Le président algérien a décidé de surseoir à une modification annoncée de la Constitution, invoquant la nécessité d’approfondir l’examen du dossier, à quelques mois d’échéances électorales sensibles.
Le président algérien Abdelmadjid Tebboune a ordonné dimanche le report de la « révision technique » de la Constitution, initialement inscrite à l’ordre du jour du Conseil des ministres qu’il présidait, a rapporté la télévision publique. La décision, présentée comme une mesure de prudence institutionnelle, intervient dans un contexte politique marqué par la préparation des élections locales et législatives prévues en 2026.

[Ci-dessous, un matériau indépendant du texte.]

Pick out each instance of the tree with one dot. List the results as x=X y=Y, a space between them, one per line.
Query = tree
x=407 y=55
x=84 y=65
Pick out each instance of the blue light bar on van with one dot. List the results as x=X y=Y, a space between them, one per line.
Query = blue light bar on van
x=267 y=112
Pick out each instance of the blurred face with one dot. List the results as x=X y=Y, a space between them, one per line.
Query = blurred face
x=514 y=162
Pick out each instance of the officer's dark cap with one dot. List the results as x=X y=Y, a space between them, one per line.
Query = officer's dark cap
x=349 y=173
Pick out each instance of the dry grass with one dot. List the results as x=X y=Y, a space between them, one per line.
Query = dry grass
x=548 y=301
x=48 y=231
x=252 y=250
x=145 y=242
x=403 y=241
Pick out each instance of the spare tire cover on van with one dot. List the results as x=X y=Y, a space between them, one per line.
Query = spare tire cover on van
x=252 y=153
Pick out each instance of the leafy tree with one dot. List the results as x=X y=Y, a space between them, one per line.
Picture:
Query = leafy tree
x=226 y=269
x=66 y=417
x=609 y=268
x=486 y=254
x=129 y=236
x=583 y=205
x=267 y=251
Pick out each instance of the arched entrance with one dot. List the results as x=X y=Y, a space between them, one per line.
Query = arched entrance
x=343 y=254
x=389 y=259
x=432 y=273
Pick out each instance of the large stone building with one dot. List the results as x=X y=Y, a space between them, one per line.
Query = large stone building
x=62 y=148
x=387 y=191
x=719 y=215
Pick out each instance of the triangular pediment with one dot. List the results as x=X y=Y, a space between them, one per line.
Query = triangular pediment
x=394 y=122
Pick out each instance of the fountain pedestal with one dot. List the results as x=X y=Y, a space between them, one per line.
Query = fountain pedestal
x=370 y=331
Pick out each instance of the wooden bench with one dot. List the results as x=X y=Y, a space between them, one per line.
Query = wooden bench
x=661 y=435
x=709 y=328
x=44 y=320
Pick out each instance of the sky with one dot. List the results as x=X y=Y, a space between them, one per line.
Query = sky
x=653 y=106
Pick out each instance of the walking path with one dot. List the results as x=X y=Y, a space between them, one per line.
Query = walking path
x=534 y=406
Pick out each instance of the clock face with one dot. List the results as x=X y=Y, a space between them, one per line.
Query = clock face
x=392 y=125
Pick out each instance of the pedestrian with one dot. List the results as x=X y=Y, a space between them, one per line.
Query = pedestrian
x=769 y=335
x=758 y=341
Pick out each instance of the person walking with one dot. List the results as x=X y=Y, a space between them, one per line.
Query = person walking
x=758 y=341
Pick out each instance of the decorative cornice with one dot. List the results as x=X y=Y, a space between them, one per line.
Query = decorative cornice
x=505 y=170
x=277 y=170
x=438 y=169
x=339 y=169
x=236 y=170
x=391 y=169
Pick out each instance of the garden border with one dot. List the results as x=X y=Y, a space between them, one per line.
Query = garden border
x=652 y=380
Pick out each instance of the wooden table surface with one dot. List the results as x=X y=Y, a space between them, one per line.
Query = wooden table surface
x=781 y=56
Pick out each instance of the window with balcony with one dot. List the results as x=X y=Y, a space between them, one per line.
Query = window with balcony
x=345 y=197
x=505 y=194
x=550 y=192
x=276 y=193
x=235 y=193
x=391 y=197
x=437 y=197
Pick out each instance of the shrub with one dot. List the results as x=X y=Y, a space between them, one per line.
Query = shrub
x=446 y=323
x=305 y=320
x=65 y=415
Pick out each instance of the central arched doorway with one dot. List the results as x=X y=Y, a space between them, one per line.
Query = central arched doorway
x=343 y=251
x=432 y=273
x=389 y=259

Selon la même source, cette révision a été ajournée afin « d’approfondir l’étude » du texte, dans le but affiché de préserver les prérogatives de l’Autorité nationale indépendante des élections. Aucun calendrier alternatif n’a toutefois été avancé, laissant planer une incertitude sur la portée réelle et le timing de cette réforme constitutionnelle pourtant qualifiée de purement technique par les autorités.
Lors de cette même réunion, le Conseil des ministres a en revanche validé le projet de loi relatif aux partis politiques. À cette occasion, le chef de l’État a salué ce texte comme un « nouvel acquis » pour le paysage démocratique algérien, félicitant la classe politique pour son adoption. Cette lecture officielle contraste cependant avec les critiques récurrentes de l’opposition et d’organisations indépendantes, qui dénoncent un cadre juridique perçu comme restrictif et peu propice à un pluralisme effectif.
Le report de la révision constitutionnelle soulève ainsi des interrogations sur les priorités du pouvoir exécutif et sur sa volonté réelle de rouvrir un chantier institutionnel sensible. Derrière l’argument de la sauvegarde des « acquis », la décision est interprétée par plusieurs observateurs comme un signe de prudence politique, voire de frilosité, à l’approche d’échéances électorales où la participation annoncée de partis d’opposition pourrait raviver le débat sur la crédibilité du jeu politique.
Dans ce contexte, l’ajournement d’une réforme pourtant présentée comme limitée et consensuelle illustre les ambiguïtés persistantes de la transition politique en Algérie. Entre annonces de modernisation institutionnelle et reports successifs, le pouvoir continue de privilégier une gestion étroitement contrôlée du calendrier politique, au risque d’alimenter le scepticisme sur la portée réelle des réformes engagées.